As Cyclone Yasi was making landfall on the Northern Queensland coast in February 2011, Queensland Premier Anna Bligh and Deputy Commissioner Ian Stewart set expectations about the response of emergency services to persons within disaster affected communities. Deputy Commissioner, Ian Stewart said, “… depending [on] how far away you are from that eye [of the cyclone], it will be impossible for the emergency services to respond to you… people have to understand that they need to become first responders themselves to ensure the safety of their family, themselves and their neighbours.” (Press conference: 2nd February 2011).
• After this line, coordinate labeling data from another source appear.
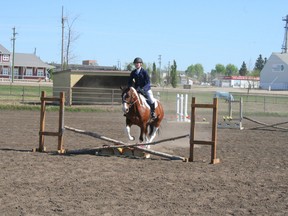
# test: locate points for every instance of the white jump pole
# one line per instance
(178, 107)
(185, 108)
(181, 107)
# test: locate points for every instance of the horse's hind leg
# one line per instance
(128, 127)
(153, 134)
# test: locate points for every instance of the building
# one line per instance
(26, 66)
(274, 75)
(98, 86)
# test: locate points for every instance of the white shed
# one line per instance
(274, 75)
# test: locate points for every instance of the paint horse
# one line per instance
(137, 112)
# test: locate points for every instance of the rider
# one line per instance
(139, 78)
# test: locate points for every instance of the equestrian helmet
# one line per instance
(137, 60)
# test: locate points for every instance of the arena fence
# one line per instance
(253, 104)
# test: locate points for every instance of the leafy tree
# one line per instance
(243, 70)
(174, 74)
(231, 70)
(218, 71)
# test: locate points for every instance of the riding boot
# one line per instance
(153, 115)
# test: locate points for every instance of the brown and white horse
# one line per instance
(137, 112)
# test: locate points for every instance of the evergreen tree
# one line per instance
(174, 74)
(231, 70)
(259, 64)
(243, 70)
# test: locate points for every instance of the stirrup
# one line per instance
(153, 115)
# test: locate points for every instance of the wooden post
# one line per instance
(42, 122)
(60, 131)
(61, 123)
(213, 142)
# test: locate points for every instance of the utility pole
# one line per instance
(62, 44)
(159, 59)
(285, 43)
(13, 54)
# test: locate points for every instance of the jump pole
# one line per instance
(42, 132)
(213, 142)
(120, 144)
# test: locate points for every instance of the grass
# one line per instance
(17, 97)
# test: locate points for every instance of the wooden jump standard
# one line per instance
(42, 131)
(213, 142)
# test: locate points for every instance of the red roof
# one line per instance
(241, 78)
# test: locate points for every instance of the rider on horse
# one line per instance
(140, 80)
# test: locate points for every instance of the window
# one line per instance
(29, 72)
(6, 58)
(40, 72)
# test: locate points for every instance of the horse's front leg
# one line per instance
(128, 129)
(153, 133)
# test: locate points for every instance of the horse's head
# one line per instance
(129, 97)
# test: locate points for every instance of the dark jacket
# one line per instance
(142, 80)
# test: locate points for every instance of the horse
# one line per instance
(137, 112)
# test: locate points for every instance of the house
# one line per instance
(274, 75)
(26, 66)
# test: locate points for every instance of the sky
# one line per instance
(114, 32)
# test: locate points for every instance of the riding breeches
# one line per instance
(150, 97)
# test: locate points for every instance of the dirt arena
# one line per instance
(252, 178)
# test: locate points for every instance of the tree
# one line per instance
(231, 70)
(195, 71)
(220, 69)
(243, 70)
(174, 74)
(71, 37)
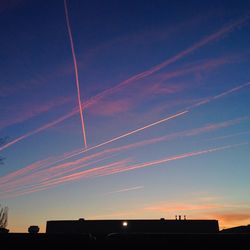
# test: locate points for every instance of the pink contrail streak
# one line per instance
(136, 77)
(76, 73)
(126, 134)
(119, 167)
(176, 157)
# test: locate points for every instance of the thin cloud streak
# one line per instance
(223, 94)
(73, 165)
(126, 190)
(76, 74)
(121, 166)
(213, 37)
(177, 157)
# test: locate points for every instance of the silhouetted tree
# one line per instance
(3, 217)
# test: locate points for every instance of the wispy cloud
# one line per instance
(111, 107)
(176, 207)
(76, 74)
(46, 169)
(207, 40)
(105, 170)
(126, 190)
(20, 113)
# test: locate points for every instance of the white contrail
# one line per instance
(76, 73)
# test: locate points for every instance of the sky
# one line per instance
(124, 110)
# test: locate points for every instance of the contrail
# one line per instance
(215, 36)
(126, 134)
(225, 93)
(121, 166)
(125, 190)
(76, 73)
(176, 157)
(63, 168)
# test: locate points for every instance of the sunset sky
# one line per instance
(165, 93)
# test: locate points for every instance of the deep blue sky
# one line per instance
(205, 48)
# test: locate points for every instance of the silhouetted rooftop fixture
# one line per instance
(33, 229)
(124, 223)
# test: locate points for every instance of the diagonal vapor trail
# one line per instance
(203, 102)
(174, 158)
(225, 93)
(119, 167)
(40, 169)
(76, 74)
(126, 135)
(214, 36)
(61, 169)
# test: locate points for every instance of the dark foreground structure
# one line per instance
(128, 234)
(106, 227)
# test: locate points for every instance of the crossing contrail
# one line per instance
(214, 36)
(115, 168)
(76, 74)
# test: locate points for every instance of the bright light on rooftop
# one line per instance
(125, 223)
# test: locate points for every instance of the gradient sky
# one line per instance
(139, 62)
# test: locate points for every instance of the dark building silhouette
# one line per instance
(237, 230)
(105, 227)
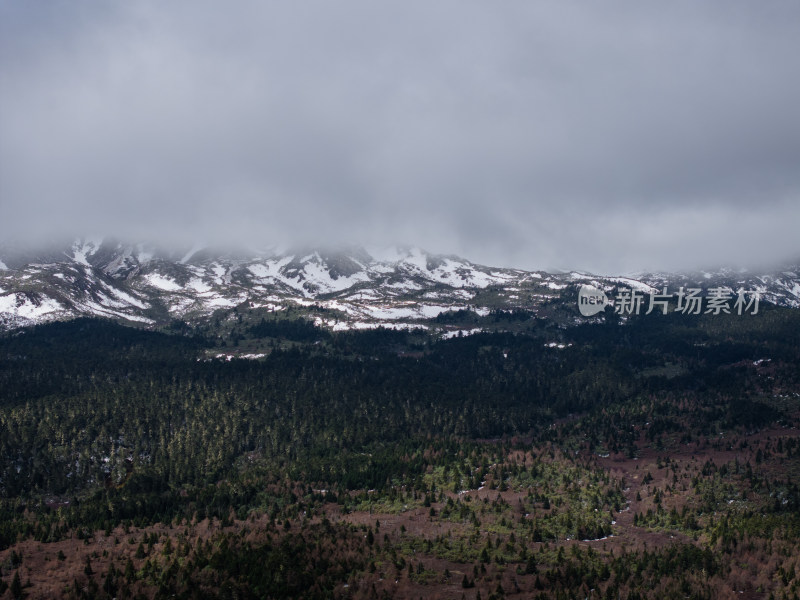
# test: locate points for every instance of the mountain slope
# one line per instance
(341, 288)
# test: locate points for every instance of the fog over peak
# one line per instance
(609, 137)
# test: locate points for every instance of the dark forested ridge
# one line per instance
(652, 459)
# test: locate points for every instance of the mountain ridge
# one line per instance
(341, 287)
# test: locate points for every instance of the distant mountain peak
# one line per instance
(351, 286)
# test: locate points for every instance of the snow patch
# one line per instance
(163, 283)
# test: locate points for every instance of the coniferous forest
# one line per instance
(657, 458)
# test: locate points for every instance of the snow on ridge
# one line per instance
(21, 306)
(81, 249)
(163, 283)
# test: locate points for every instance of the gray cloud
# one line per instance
(610, 137)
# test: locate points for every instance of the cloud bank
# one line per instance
(609, 137)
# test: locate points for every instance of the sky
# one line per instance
(611, 137)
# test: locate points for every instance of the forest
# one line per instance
(652, 458)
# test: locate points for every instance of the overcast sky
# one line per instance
(609, 136)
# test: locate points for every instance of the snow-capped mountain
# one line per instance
(340, 288)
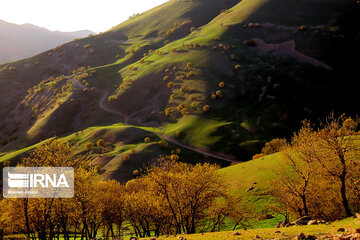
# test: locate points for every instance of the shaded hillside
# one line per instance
(26, 40)
(219, 76)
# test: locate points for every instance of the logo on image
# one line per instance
(47, 182)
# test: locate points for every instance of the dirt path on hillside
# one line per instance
(103, 106)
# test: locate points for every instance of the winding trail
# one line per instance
(103, 106)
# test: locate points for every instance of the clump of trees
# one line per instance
(321, 177)
(169, 197)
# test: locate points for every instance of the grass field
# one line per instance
(275, 233)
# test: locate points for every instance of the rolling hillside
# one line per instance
(26, 40)
(216, 79)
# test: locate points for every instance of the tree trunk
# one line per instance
(344, 197)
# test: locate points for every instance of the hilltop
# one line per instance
(26, 40)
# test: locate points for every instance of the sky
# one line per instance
(73, 15)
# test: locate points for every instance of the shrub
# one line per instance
(251, 43)
(190, 74)
(259, 155)
(184, 111)
(89, 146)
(168, 111)
(170, 84)
(100, 142)
(188, 65)
(192, 98)
(274, 146)
(180, 107)
(194, 104)
(163, 144)
(206, 108)
(112, 98)
(303, 27)
(350, 124)
(183, 89)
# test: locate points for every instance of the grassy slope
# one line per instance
(270, 233)
(237, 124)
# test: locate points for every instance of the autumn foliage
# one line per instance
(321, 177)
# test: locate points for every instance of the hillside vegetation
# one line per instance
(216, 79)
(26, 40)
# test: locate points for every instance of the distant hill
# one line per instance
(26, 40)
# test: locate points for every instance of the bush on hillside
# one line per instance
(126, 157)
(251, 43)
(259, 155)
(206, 108)
(274, 146)
(163, 144)
(100, 142)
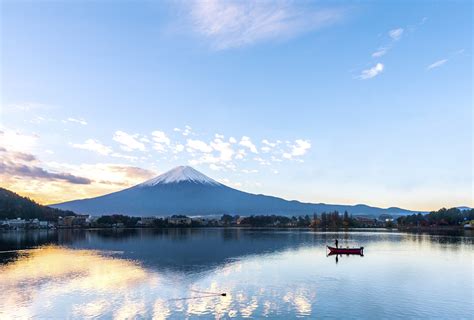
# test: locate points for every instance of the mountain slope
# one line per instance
(184, 190)
(13, 206)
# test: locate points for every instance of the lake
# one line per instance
(179, 274)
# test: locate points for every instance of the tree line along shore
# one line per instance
(18, 212)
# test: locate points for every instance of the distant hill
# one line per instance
(184, 190)
(13, 206)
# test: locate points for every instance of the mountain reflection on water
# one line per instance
(161, 274)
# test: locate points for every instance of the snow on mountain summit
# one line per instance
(180, 174)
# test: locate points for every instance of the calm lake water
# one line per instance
(174, 273)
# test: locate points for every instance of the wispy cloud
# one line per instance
(23, 165)
(198, 145)
(396, 34)
(371, 72)
(380, 52)
(93, 145)
(231, 24)
(437, 64)
(128, 142)
(161, 140)
(247, 142)
(79, 121)
(298, 149)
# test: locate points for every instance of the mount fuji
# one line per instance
(184, 190)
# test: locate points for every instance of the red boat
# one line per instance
(333, 250)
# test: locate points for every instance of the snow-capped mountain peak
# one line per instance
(180, 174)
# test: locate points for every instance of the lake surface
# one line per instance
(178, 273)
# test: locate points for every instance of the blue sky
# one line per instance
(336, 102)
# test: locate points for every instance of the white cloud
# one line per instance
(240, 154)
(298, 149)
(231, 24)
(80, 121)
(246, 142)
(93, 145)
(178, 148)
(262, 161)
(396, 34)
(17, 141)
(161, 141)
(128, 142)
(198, 145)
(249, 171)
(437, 64)
(224, 149)
(380, 52)
(270, 144)
(372, 72)
(187, 131)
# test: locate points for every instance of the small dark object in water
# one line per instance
(359, 251)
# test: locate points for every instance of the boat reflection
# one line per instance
(57, 282)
But how does someone even become a first responder? And, do governments support and assist people to prepare for the role?
It seems reasonable to suppose that if large numbers of people were trained in first-aid principles, they might be able to support their community with health issues during and following disastrous events. And while an accurate number of recently trained first-aiders in Australia doesn’t exist, it seems reasonable to assume that the number of people in Australia who aren’t first-aid trained exceeds the number who are.
What the government can do?
So something the government could do to enhance community resilience, from a health perspective, is support and promote first-aid training as a compulsory component of school curricula in all year groups. It could also make such training a required component of obtaining and renewing drivers’ licences.
In addition to increasing the number of trained first-aiders nationally, regularly undertaking first-aid training may enhance the willingness and confidence of first responders. Naturally, the training should be coupled with an awareness of the realities and expectations of what action would need to be taken during disasters.
Community nurses and general practitioners are particularly valuable members of the community during and following disastrous events, but attention is often focused only on frontline emergency service and health providers. Community nurses and general practitioners tend to have existing knowledge of vulnerable members of the community, and know how to access local health services and pharmacies. So, they should be actively involved in health planning for disasters at local, state and national levels.
What you can do?
People who arrived at evacuation centres during disasters, such as the Canberra Bushfires (2003), Black Saturday and the Victorian Bushfires (2009) and the Queensland extreme weather events (2011), were not all “health prepared”.
This is because most people think about sentimental items they’d collect when evacuating, such as photo albums and computers, and forget their health needs. Items people should take when evacuating include:
a current list of medications and aliments;
list of medical, including surgical history;
personal medications and;
These things can help health professionals in evacuation centres, particularly when a person presents with an exacerbation of underlying conditions or requests medication. Health professionals can help with this by ensuring their clients are adequately prepared for disasters with updated lists of personal health information.
More education about the need to be personally health prepared should be integrated with other disaster decision-making messages, such as the “Prepare Act Survive” campaign. This information may help alleviate the pressure on health resources during disasters as well as inform and prepare first responders about their possible role in a disaster.